It is a typical 'Dilbert' strip. The boss announces, "Our CEO has voluntarily slashed his pay from $6 million per year to $4 million. In a written statement, he said he wants to 'share the pain.' Do you feel better now?" A downtrodden intern replies, "I make my underpants from sandwich bags."
But that's office life, is it not? Bosses make obscene sums of money, while downtrodden cubicle slaves toil almost without reward. It might seem insane, but economists have a surprise for us: The insanity reflects nothing more than cool economic logic. There is method in the madness.
The ugly truth is that your boss is probably overpaid--and it's for your benefit, not his. Why? It might be because he isn't being paid for the work he does but, rather, to inspire you. In other words, we work our socks off in underpaying jobs in the hope that one day we'll win the rat race and become overpaid fat cats ourselves. Economists call this "tournament theory."
After all, managers find it hard to spot an excellent performance. It is a rare job where workers can be fairly paid according to some objective criteria.
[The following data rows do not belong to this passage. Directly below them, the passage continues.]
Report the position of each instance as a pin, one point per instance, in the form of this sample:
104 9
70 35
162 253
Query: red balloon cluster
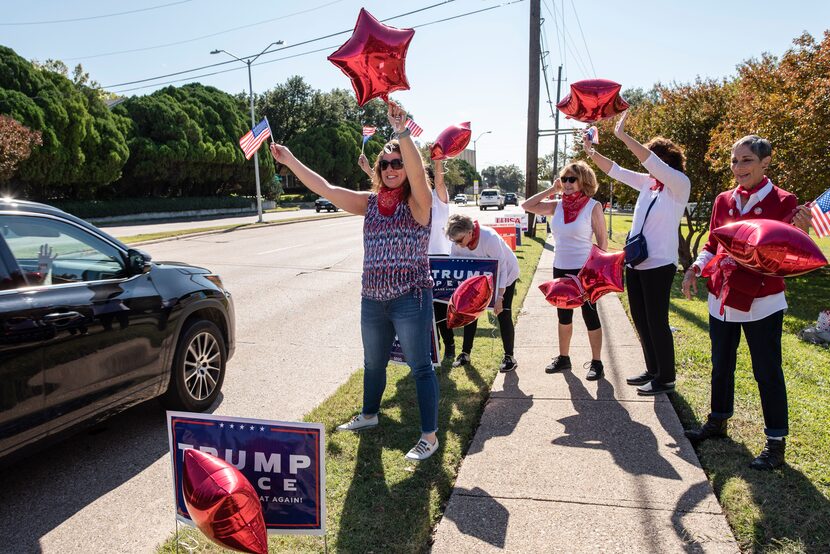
469 300
451 142
770 247
223 504
601 274
374 58
593 99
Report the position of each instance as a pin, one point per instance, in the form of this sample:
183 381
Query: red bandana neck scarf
388 200
573 204
473 244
There are some exceptions, of course. Critics and audiences may disagree about the literary merits of Dan Brown's bestseller, The Da Vinci Code. Yet from a business point of view, the success is easy to measure. He has sold about 40 million books and is rewarded with a payment for each one.
Another superstar, tennis champion Roger Federer, has qualities that cannot be so easily calibrated. So instead of trying to measure his performance in objective terms, as Dan Brown's is measured, we measure it in relative terms. If Federer beats Andy Roddick in the final of the US Open, he has succeeded.
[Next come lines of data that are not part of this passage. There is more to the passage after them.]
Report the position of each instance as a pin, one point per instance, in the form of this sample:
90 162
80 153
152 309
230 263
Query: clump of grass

Federer is not paid to try hard, nor to produce objectively brilliant tennis. He is paid for beating other players. Yet that is enough to get the best out of him. It is likely that employers have long since noticed that paying for relative performance can be just as good as trying to pay for absolute performance.
The economists Edward Lazear (recently appointed to chair the Council of Economic Advisors) and the late Sherwin Rosen argued, in a hugely influential paper published 25 years ago, that tournaments are an integral and often invisible part of the workplace. Workers are frequently ranked relative to each other and promoted not for being good at their jobs but for being better than their rivals. It is a natural response to the difficulty of true performance pay.
Tournaments also help protect workers against risks they cannot control. Companies can be affected by recessions, unexpected competition and hurricanes. As long as every worker is equally affected, the incentives to try hard remain the same. Trying to encourage performance through, say, stock options would unnecessarily expose workers to risks without really encouraging them to work harder.
Promotion tournaments sound sensible: Good workers are promoted, less capable workers are not. Yet the widespread use of tournaments also goes a long way toward explaining the frustrations of office life.
First, one way for you to win is for your colleagues to lose. Companies that rely too heavily on competition to determine promotions may find that their employees discover that the most efficient way of winning a promotion is by sabotaging the efforts of their rivals. You don't need economic theory to spot that risk.
The second, and more counterintuitive, prediction of tournament theory is that the more luck is involved in work, the larger the pay gaps should be between the winners and the losers. If Jack's promotion is 90 per cent luck and 10 per cent effort, Jack may be inclined to goof off--unless, of course, the rewards for promotion are absolutely astronomical. And they sometimes are.
Tournaments also demand increasingly absurd pay packages as workers get higher up the hierarchy. At the lowest level, a promotion may not need to carry much of a pay increase, because it opens up the possibility of future, lucrative promotions. Nearer the end of your career, only a fat check is likely to spur you on.
Finally, tournament theory also helps to explain why insiders, not outsiders, get cushy jobs. You thought it was all about the old-boy network, but in fact, the logical reason for promoting insiders is clear: These jobs are designed to keep your workforce motivated.
Lazear and Rozen's tournament theory has stood the test of time and been supported by many subsequent pieces of empirical research. It also passes the smell test: The more grotesque your boss's pay and the less he has to do to earn it, the bigger the motivation for you to work for a promotion. As Lazear wrote in his book, Personnel Economics for Managers, "The salary of the vice president acts not so much as motivation for the vice president as it does as motivation for the assistant vice presidents."
Economists don't even pretend that your boss deserves his salary. Suddenly, everything is clear.